The next few weeks will be very interesting. We are watching history being made on a daily basis, and the stakes could not be higher. It is a puzzle with many moving parts of workers, creditors, shareholders, management, regulations, suppliers, dealers and a government that is, hopefully, here to help us.
Bankruptcy is likely for GM and, unfortunately, for all too many other companies that are a part of this vitally important industry. The key question related to bankruptcy is: Can it be managed without escalating out of control? If it cannot be, we are in for a dangerous and very wild ride.
While the near-term prospects are bleak, the mid term and longer term look very good. There are many trends that could fuel future demand for vehicles.
America is growing households in our economy at the rate of a million a year. More than 13 million vehicles are being scrapped each year. And there is no competitor for the function that cars and trucks provide.
In addition, money-saving moves will help with future profits. Automaking capacity in the United States is being reduced by more than 4 million units.

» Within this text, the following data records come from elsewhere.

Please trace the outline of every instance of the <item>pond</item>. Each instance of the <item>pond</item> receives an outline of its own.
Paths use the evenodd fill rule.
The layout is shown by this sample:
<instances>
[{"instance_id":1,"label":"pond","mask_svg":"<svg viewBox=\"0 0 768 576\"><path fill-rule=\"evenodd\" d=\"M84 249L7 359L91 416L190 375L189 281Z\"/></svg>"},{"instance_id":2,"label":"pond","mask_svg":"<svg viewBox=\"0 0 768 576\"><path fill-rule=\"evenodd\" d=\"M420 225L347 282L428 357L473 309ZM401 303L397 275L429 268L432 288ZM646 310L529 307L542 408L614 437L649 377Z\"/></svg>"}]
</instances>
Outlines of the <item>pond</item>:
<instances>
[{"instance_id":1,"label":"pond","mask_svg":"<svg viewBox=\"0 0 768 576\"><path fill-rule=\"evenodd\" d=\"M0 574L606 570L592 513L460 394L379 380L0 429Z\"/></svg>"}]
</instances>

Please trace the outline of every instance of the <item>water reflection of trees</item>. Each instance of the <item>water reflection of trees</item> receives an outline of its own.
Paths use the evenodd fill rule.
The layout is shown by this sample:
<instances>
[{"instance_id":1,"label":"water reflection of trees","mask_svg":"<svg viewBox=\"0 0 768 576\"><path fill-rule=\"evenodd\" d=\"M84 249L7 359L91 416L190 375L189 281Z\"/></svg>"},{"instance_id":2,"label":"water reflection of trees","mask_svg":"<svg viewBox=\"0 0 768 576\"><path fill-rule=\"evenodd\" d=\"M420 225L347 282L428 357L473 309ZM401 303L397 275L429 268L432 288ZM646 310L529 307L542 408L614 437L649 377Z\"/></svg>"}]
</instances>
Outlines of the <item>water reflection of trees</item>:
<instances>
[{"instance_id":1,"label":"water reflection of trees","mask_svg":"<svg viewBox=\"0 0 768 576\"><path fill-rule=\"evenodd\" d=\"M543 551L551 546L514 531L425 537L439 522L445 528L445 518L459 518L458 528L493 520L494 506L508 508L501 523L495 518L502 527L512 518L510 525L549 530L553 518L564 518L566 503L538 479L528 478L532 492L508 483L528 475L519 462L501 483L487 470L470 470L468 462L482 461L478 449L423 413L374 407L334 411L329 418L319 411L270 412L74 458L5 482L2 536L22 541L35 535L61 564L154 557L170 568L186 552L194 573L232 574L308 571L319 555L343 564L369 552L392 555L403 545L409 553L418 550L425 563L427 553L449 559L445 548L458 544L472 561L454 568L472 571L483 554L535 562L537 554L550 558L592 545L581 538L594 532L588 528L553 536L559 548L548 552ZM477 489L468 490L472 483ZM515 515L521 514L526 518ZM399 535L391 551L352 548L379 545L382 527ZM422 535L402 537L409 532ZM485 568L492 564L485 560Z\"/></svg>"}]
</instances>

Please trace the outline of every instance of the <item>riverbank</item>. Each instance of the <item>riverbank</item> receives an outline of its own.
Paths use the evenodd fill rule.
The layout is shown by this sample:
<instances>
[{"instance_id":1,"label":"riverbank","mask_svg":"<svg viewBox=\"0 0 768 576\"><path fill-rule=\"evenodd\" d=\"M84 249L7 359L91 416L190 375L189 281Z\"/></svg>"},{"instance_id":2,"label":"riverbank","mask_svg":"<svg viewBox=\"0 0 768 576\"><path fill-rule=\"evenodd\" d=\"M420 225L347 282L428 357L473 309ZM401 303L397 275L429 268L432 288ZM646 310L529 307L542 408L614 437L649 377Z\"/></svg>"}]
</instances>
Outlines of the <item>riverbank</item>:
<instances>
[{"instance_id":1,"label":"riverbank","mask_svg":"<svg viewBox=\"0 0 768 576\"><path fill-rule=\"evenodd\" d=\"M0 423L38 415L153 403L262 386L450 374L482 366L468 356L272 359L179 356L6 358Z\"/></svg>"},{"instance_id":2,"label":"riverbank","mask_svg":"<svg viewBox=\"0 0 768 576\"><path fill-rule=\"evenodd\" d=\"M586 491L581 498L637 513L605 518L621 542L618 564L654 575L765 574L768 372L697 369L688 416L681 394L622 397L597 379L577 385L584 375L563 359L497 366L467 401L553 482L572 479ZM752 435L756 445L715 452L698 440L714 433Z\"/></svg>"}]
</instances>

The Domestic Three will have wage and benefit parity with their international competitors. And the break-even volume is being lowered dramatically to about 10 million vehicles.
This is the end of the buyer's market that has lasted for more than 10 years. Consumers should beware; those incentives that they have learned to love are mostly going to disappear.
The challenge for GM and others in the industry is rather stark and simple: Live until we get to that better future.